Plenty of the most fundamental plot elements are the same, of course. We learn early on through the voice-over narration by 14-year-old Susie Salmon (Saoirse Ronan) that she was murdered in December 1973, and is telling her tale from beyond the grave. The perpetrator was a neighbor named George Harvey (Stanley Tucci), who is able to go on about his life while Susie's parents (Mark Wahlberg and Rachel Weisz)—who know only that she has disappeared, no body or suspect having turned up—fail miserably at overcoming their grief. Susie, meanwhile, watches from a limbo-like afterlife, pondering the life she never got to live and worrying over the family members left behind.
Susie's unresolved post-mortem existence serves as the metaphorical heart of Sebold's novel, which concerns itself not just with the tragedy of Susie's murder but the compounded tragedy of a family torn apart by a lack of closure. Jackson literalizes Susie's world as a shifting, luminous dreamscape, similar to the one he created 15 years ago for Heavenly Creatures. And it often seems a bit too reminiscent of the cotton-candy heaven from the saccharine 1997 Robin Williams drama What Dreams May Come.
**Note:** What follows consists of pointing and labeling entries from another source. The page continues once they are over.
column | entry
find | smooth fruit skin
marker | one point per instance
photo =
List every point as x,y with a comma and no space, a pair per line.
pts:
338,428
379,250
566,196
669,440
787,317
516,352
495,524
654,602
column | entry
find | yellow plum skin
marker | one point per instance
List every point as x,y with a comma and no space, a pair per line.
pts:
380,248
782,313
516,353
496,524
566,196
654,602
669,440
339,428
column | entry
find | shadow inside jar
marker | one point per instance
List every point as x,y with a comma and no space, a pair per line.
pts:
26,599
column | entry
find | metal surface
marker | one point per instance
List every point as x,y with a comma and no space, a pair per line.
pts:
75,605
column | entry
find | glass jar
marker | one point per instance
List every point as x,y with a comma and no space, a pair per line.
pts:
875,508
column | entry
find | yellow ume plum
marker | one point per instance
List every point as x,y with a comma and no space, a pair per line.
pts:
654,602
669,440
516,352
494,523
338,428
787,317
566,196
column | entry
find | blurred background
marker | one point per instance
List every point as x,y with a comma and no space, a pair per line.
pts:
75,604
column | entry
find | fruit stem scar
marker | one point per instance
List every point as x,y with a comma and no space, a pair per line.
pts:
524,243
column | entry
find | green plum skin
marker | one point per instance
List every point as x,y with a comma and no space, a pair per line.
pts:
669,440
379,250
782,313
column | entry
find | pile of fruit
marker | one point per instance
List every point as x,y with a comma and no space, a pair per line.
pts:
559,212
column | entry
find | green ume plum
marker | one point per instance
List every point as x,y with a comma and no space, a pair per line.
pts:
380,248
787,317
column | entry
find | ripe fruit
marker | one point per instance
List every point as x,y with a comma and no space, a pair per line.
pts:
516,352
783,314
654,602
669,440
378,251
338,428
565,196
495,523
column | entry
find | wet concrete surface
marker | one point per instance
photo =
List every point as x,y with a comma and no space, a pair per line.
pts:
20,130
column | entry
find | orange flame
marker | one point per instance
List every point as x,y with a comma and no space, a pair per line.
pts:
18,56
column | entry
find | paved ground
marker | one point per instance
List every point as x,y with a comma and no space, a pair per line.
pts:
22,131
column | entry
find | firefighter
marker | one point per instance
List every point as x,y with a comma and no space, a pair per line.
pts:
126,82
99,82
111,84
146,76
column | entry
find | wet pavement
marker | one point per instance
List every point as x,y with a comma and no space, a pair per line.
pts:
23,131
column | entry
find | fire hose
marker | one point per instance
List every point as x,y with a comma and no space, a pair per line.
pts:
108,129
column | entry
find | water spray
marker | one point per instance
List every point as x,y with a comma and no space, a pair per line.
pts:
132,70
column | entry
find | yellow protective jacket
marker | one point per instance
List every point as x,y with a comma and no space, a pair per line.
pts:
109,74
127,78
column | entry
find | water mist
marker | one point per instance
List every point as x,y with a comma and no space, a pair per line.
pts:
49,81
At least in those scenes, though, Jackson is sticking to his source. His downfall really comes when it becomes clear that he sees The Lovely Bones as a gritty thriller. As Susie's father becomes obsessed with resolving the case, Jackson starts to spend huge chunks of screen time on George. We see him attending to the creepy dollhouses that are his hobby; we see him hiding a key piece of evidence during a police interview; we see him planning what may be his next crime. The growing suspicions of Susie's younger sister, Lindsey (Rose McIver), and some tense set-pieces of her exploring George's house are drawn straight from the book, but Jackson pulls that subplot into a bigger picture—including an embarrassingly misguided final scene for George—that makes The Lovely Bones feel like capturing the killer is the entire point of the story.
It's hard to imagine that approach making the film anything but a conventional serial-killer thriller under the best circumstances, but it's undermined completely by Tucci's performance. Ordinarily a reliably understated actor, Tucci here turns into an absurd caricature of the Creepy Guy Down the Street. He prowls around his darkened house with his greasy comb-over, sits in his basement staring at a suspicious safe, and generally does everything but wear a flashing red "PSYCHO!" sign. Inexplicably, Tucci is being touted as an Oscar candidate—which would put him in good company with Mystic River's Oscar-winning Tim Robbins in the category of "Least Subtle Representation of Emotional Instability Ever."
The shame of it is that, at least early on, it seems possible that both Tucci's performance and Jackson's approach could work. The scene between Tucci and Ronan in George's underground "playhouse" builds a sinister tension, as we become aware along with Susie of the deep trouble she's in. And Ronan is impressive throughout, particularly as the still-living Susie experiencing the first twinges of a grown-up emotional life. Once Susie dies, however, The Lovely Bones no longer seems interested in how its non-insane characters think and feel.
Jackson was under no obligation to produce a duplicate of Sebold's book. But it would have been nice to see him at least produce something real.
The Lovely Bones continues at the Carmike 10.